The products were strong, the branding looked good, and they already had traction with customers. The issue was that the account wasn’t scaling efficiently anymore. ROAS was inconsistent, acquisition costs were creeping up, and creative fatigue had clearly become a problem.
Instead of immediately increasing budgets or rebuilding everything, we started by reviewing the data properly.
Looking At The Customer Data
One of the biggest opportunities became obvious quite quickly.
Although this was a men’s beauty brand, female audiences were performing far better than expected.
Once we reviewed purchase data, engagement, and conversion trends, we realised a large percentage of purchases were actually coming from women buying gifts for boyfriends, husbands, fathers, and partners.
The problem was that most of the ads were still aimed directly at men.
Meta had already identified that women were a strong audience for the brand, but the campaigns were not leaning into that angle enough.
Changing The Creative Strategy
Once we identified the gifting trend, we built new creatives and messaging around it.
We created:
new hooks
new primary text
gifting-focused messaging
new creative concepts
audience-specific ads
Instead of only speaking to male customers, we started speaking to women looking for premium gifts.

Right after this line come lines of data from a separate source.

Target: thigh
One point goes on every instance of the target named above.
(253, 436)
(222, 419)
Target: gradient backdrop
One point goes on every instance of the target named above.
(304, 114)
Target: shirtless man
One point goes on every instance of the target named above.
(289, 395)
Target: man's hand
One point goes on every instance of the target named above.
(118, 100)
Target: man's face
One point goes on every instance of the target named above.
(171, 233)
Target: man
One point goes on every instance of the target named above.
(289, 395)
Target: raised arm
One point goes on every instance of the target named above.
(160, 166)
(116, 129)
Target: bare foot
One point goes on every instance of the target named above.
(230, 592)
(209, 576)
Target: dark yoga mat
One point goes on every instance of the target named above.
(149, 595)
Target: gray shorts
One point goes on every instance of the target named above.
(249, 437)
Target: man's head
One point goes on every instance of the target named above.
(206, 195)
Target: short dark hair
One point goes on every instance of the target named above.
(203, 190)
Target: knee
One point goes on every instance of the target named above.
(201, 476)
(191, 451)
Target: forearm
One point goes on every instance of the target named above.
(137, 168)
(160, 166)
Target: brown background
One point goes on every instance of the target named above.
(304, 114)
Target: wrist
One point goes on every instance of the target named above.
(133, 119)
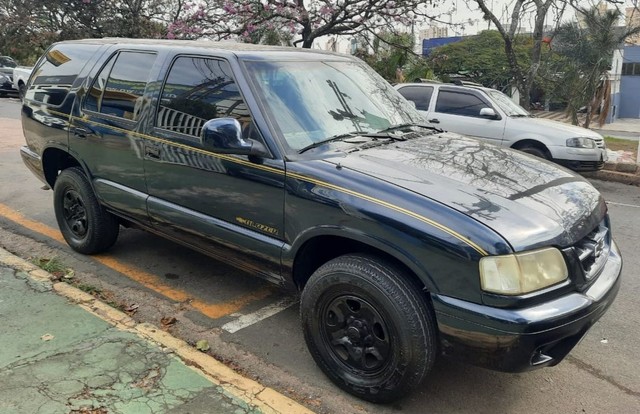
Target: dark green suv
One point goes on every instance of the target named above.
(308, 169)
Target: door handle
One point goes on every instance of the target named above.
(152, 150)
(80, 132)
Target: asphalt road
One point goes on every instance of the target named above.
(211, 301)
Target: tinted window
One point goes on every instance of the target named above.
(93, 100)
(459, 103)
(56, 72)
(122, 95)
(420, 95)
(196, 91)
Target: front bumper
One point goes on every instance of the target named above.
(515, 340)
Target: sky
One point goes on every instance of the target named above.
(467, 14)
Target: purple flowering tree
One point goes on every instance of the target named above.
(302, 20)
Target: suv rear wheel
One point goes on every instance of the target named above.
(368, 328)
(86, 226)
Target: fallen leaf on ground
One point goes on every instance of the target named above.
(202, 345)
(168, 320)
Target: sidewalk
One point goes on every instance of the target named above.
(65, 352)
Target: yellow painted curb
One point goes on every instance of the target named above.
(265, 399)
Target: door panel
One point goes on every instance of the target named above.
(227, 205)
(106, 137)
(459, 112)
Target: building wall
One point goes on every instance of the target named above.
(630, 84)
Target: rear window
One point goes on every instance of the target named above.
(56, 72)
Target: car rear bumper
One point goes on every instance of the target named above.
(515, 340)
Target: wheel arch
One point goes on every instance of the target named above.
(530, 142)
(55, 160)
(319, 247)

The messaging became more emotional and occasion-based rather than just product-focused.
Almost immediately we saw stronger engagement and Meta started finding conversions more efficiently.
Facebook Was Quietly Outperforming Instagram
Another thing we noticed was the age demographic converting best.

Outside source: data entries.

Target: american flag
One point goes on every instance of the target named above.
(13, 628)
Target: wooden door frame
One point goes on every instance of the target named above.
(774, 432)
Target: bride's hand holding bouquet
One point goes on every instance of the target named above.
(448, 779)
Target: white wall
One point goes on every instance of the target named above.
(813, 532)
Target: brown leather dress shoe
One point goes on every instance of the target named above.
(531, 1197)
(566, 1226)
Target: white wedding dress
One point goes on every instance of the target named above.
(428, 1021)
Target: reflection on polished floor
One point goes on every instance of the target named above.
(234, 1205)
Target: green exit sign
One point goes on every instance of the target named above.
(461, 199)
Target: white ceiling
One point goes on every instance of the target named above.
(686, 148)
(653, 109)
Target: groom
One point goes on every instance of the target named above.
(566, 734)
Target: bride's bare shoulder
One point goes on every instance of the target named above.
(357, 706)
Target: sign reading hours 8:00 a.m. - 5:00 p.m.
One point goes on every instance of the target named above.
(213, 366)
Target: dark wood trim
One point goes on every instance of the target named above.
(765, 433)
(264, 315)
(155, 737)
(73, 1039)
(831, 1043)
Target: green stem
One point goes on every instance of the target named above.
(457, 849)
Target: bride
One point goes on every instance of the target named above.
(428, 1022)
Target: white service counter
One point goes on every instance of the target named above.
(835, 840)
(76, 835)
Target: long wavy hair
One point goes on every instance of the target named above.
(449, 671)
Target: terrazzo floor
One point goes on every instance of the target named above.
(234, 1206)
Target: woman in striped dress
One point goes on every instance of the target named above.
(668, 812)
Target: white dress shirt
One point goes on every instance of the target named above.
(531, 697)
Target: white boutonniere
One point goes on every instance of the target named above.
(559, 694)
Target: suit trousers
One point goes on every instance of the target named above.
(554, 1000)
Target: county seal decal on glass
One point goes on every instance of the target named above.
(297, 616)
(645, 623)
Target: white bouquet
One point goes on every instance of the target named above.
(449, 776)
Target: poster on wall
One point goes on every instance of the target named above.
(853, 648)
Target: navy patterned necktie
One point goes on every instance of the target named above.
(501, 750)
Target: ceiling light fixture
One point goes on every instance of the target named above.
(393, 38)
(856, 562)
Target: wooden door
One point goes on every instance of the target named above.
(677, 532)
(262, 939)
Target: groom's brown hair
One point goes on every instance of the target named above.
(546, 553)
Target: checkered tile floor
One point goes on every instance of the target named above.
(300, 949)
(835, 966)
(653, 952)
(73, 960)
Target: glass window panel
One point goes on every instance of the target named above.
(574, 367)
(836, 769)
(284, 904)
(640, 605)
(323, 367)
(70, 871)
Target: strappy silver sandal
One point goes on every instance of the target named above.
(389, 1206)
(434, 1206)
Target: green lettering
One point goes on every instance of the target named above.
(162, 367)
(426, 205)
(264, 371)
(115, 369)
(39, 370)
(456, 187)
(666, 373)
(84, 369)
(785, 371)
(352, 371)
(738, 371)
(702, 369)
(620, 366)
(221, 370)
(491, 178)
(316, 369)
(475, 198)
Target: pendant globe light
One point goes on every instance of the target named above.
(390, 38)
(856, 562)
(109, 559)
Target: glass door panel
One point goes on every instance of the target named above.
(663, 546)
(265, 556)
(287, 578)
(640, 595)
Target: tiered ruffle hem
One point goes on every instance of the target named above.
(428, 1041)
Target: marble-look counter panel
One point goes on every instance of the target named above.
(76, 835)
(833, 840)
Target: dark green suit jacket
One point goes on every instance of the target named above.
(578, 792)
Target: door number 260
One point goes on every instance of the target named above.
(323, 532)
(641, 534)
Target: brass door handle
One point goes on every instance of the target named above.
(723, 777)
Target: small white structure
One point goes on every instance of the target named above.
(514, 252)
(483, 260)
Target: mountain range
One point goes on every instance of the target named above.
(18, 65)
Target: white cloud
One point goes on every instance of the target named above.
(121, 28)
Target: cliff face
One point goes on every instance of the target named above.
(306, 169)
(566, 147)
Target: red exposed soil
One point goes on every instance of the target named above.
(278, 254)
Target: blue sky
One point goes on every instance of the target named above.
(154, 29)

The strongest-performing audience was males aged 40–60, and most of those purchases were coming through Facebook placements.
The brand had previously kept spend fairly even between Facebook and Instagram, which is common, but the data clearly showed Facebook was outperforming for this audience.
We launched dedicated Facebook campaigns with messaging and creatives designed specifically for that older demographic.
That change alone helped improve efficiency and gave us a much clearer scaling path.
Creative Testing Was A Huge Missing Piece
One of the biggest issues in the account was simply a lack of creative testing.
Meta has changed a lot over the last few years. Brands that are not consistently testing new creatives usually struggle to scale for long.
The account had some good ads, but not enough variation for Meta to keep finding new winning combinations.
We introduced a far more aggressive testing strategy with:
multiple hooks
different messaging angles
varied creative styles
audience-specific creatives
ongoing iteration based on performance
This ended up being one of the biggest improvements in the account.
As more creatives were introduced, engagement rates improved, click-through rates increased, and campaign performance became far more stable.
Final Thoughts
This project was a good reminder that scaling Meta ads is not always about spending more money.
Most of the time, the biggest improvements come from understanding the data properly and adjusting strategy around actual customer behavior.
For this brand, the biggest wins came from:
identifying overlooked audiences
adjusting messaging around gifting behavior
leaning harder into Facebook for older audiences
increasing creative testing significantly
The products were already good.
The account just needed a strategy built around what the data was already telling us.